By Marianna Battaglia, Selim Gulesci, Andreas Madestam
Summary and Key Findings
Experimental studies on microfinance show that loan demand remains low despite the large number of organizations offering credit. Moreover, borrowing firms and households fail to see substantial increases in terms of business growth or consumption. One explanation may be found in the details of the credit contracts and recent research suggests that the effectiveness of microfinance (in terms of business outcomes) can improve if contracts are altered. However, most evidence on the impact of changing the terms of credit contracts is based on varying them for existing or previous borrowers, ignoring the possible effects on new clients.
In this project, we aim at understanding the full impact of introducing a more flexible loan contract on the credit market and on the growth of SMEs by addressing the following questions:
- What are the direct effects of introducing greater repayment flexibility in business loans on borrowers’ repayment behavior and business outcomes?
- Are there selection effects of introducing a loan contract with greater repayment flexibility on an MFI’s pool of borrowers?

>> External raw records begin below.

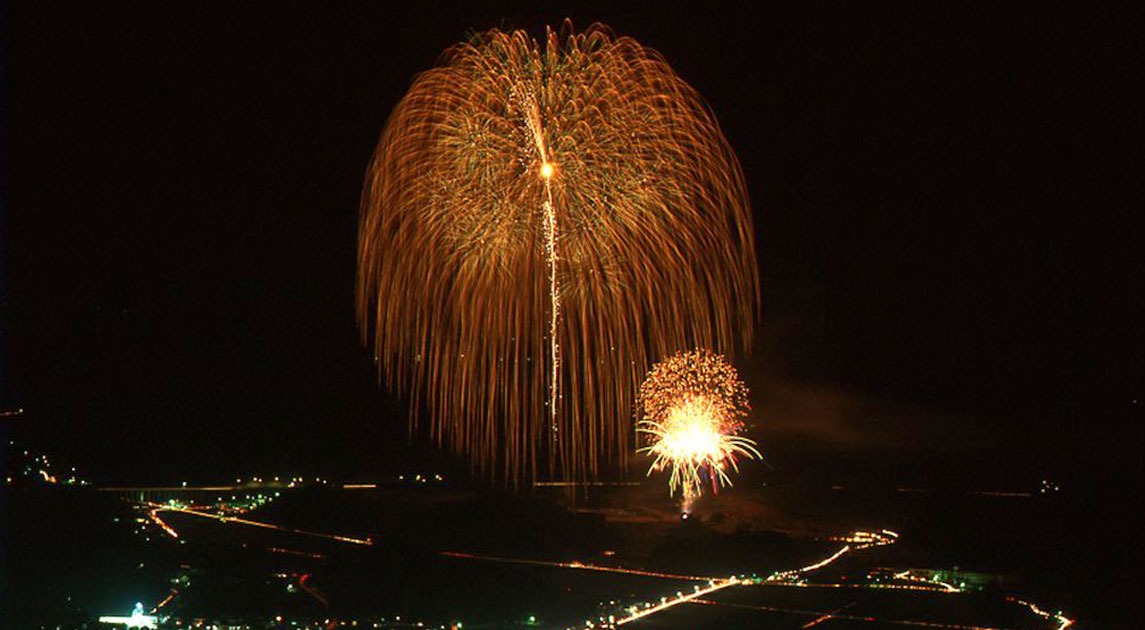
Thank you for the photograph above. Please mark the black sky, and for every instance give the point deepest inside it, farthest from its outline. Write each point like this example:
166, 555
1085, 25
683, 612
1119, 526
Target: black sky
947, 209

- If offered to clients with a good credit history, can a flexible‐repayment loan contract be used as a tool to reduce moral hazard problems within the MFI’s current and future client base?

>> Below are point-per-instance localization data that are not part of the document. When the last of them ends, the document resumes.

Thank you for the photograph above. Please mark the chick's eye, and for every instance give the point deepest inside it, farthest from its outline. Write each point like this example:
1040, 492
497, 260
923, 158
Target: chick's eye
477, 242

We will examine these issues together with BRAC in Bangladesh. BRAC, one of the largest microfinance institutions in the world, has decided to pilot a new loan product with greater repayment flexibility (henceforth, the “flexible contract”) targeted to SMEs in Bangladesh. The new, flexible loan contract will allow borrowers to delay 2 repayments within their loan cycle. BRAC is offering this flexible contract to borrowers with a good credit history. We are working with BRAC to evaluate the direct and indirect effects of the new loan contract through a cluster randomized control trial methodology. We are collecting a panel data of firms who are BRAC’s current borrowers and deemed eligible for the new flexible loan contract (eligible firms), firms who are current borrowers but not eligible for the new contract (ineligible firms), and a representative sample of firms currently not BRAC borrowers (non‐borrower firms). By comparing the changes in relevant outcomes of firms in the three groups in treatment versus control clusters, we will identify the causal effects of the new contract on the eligible firms, as well as the indirect effects on the ineligible firms and on non‐borrower firms.